Code review happens through a small window. When reviewing a PR you only look at the fraction of the code that just changed. Thus you tend to mostly notice small issues — formatting, variable naming, the occasional off-by-one error. It’s more important to review how systems fit together, if the granularity of the API is right, if the fundamental data structures are sound, etc. So system reviews are more valuable than reviews of individual PR.
PR commentary is lost. The discussion that happens in a PR about the choice of a particular solution, potential performance problems, etc, tends to be lost after the PR is gone. At least, nobody I know goes through old PRs digging for information. Some of this discussion can be very valuable and it would be good to capture it for future reference.

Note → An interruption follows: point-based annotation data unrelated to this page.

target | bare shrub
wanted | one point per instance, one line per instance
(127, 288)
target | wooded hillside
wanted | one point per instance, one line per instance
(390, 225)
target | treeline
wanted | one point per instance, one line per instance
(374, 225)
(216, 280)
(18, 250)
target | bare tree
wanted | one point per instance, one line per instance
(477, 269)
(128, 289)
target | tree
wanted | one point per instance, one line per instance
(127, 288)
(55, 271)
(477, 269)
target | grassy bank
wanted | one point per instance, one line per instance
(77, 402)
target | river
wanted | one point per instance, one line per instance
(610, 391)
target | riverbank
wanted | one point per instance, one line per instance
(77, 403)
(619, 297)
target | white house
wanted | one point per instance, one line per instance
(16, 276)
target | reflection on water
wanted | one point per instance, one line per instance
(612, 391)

The replacement model we use in Our Machinery instead works as follows:
- Everybody works against the trunk. ****Everybody sees the same code, everybody knows the current status of the project. Problems will be found quickly.
- Work is done in small units and pushed to the trunk frequently. At least once a day.
- Big work is divided up into smaller, individual chunks that can be pushed separately.
- Big changes (e.g., switching to a new sound system) are made through feature flags. I.e., the new system is developed in parallel with the old one with a flag saying which system should be used. This allows the new system to be tested before it’s feature complete.
- Branches can be used locally, as a convenient undo/redo mechanism for the entire project, but they only live until the work is pushed.
- When we push, each push is merged into a single commit that is rebased on the trunk head. Thus, the project history is linear and easy to search.
- The commit message is very descriptive. Typically, everything that you would normally write to describe your changes if you were making a PR instead goes into the commit message, so that it is properly saved in the project history.
- No code review needs to be passed before pushing to trunk. It is the responsibility of the developer to write good code.
- Pushed commits are put on a stream so they can be reviewed (after push) by anyone who wants to. We actually use GitHub’s pull request system for this, since it is a convenient code commenting system, but any messaging/forum system could be used.
- Problems discovered during such reviews are fixed with a later commit. In fact, the reviewer can fix it immediately if the fix is trivial. Serious problems might require a revert.
- When a system is done, a complete code review of it is done to verify the implementation and spread knowledge. It is probably a good idea to schedule additional system reviews as a regular part of maintenance too.
The whole idea is to get back to a more agile workflow, where problems are discovered and fixed quickly; where developers are trusted and responsible, and all working towards the same goal; and where the product quality is consistent and reliable and not ebbing and flowing in release/fix cycles.
So far, it seems to be going well and I like it a lot, but we are still a small shop. It will be interesting to see how it works with more developers with a varying range of experience.